The delight of the evening is not only in hearing songs that you've heard before, and saying "Oh, yeah, that's a good song, isn't it?" But also in hearing tunes you've never heard before and saying, "Oh, yeah, that is a good song, isn't it! Zippel has worked with so many different composers that there is never a lack of diversified musical styles. From the jazz of Cy Coleman to the pop of Alan Menken to the musical comedy chutspah of Marvin Hamlisch -- there's something for everyone here in this musical grab bag. And there isn't a clinker among them - but in deference to time and space I will only mention the "highlights".
Sally Mayes does a pull all the stops out rendition of the belty "You Can Always Count On Me" , probably the best known song from "City of Angels" (a Zippel/Coleman collaboration). John Barrowman is put through his paces during "My Rules/You're Living on an Elliot Garfield Grant", a non-stop comic monologue by a pushy little actor who is trying to assert himself, from "The Goodbye Girl" (Zippel/Hamlisch). I had forgotten how funny this song was. The ladies sing two songs I had never heard before, "Make Me a Star" (Zippel/Sommers) and "Cold Hard Cash" (Zippel/Harper). The former having a wonderful vocal arrangement by Rob LaRocco. Judy Blazer does a superb job of "Born for You" a sweet, poignant pop song, with music by the wonderful David Pomeranz. "Broadway" was another surprise, from "Pamela's First Musical" (Zippel/Coleman) and "All Girl Band" from "A...My Name is Alice". "The Measure of Love" is a comicly wry duet sung by Mr. Barrowman and Ms. Blazer from an untitled musical about Napolean and Josephine. The hook line is, "The measure of love is in the pleasure of pain", insinuating that Jo and Nappy delighted in hurting one another a bit. One can only hope that this is a new collaboration with Mr. Coleman and that we can look forward to seeing this show soon.

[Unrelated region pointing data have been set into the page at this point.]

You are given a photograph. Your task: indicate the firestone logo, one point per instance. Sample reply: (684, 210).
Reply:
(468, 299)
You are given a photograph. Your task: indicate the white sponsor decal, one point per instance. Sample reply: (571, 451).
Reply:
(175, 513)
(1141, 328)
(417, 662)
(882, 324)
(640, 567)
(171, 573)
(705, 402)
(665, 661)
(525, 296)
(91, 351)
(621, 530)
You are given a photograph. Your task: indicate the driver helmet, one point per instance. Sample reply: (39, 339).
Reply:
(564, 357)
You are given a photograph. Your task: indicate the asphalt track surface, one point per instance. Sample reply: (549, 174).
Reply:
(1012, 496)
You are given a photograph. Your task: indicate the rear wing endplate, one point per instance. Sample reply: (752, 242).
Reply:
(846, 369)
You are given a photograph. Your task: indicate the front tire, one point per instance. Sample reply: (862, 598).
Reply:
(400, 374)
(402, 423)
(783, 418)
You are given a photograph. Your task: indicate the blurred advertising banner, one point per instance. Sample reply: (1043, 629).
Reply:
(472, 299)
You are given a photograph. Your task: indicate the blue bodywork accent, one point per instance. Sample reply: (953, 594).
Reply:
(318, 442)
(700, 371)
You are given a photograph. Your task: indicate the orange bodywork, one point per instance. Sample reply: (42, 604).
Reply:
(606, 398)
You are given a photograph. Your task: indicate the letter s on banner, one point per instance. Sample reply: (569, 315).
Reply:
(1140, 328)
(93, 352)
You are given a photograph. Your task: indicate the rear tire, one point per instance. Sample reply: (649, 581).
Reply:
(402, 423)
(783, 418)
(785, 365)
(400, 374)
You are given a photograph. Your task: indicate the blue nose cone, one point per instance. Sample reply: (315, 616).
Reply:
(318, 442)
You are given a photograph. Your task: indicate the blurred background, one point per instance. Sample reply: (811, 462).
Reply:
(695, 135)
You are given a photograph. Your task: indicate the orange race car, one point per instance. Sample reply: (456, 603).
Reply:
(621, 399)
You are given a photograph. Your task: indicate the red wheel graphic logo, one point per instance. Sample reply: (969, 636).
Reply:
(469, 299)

The true apex of the evening, however, came from an unanticipated place. "Go the Distance" from the Disney movie, "Hercules" possesses a strong, simple lyric and a dynamic, pop melodic structure as only Alan Menken could write. Michael Bolton's raspy rock voice on the soundtrack helped to make it a hit on the charts. I always liked this song, but I was never emotionally moved by it. I had no idea what it would sound like in the hands of a truly powerful performer until Marva Hicks sang it. This lady rips your heart out and then serves it to you on a platter. Too bad she didn't get to sing it for the film - there wouldn't have been a dry eye in the house.
The orchestrations and musical direction are by Christopher Marlowe. It is interesting to note that the "band" that accompanied this review was actually more of a string ensemble, being made up of Piano, Synthesizer, Cello, Guitar, Banjo, Acoustic & Electric Basses and Drums. I guess the synthesizer substituted for a trumpet and a sax. I personally missed the colors that a live brass and woodwind bring to a band. However, the strings have their salient points. Being close to the human voice themselves, they always accompany and never overpower the singers.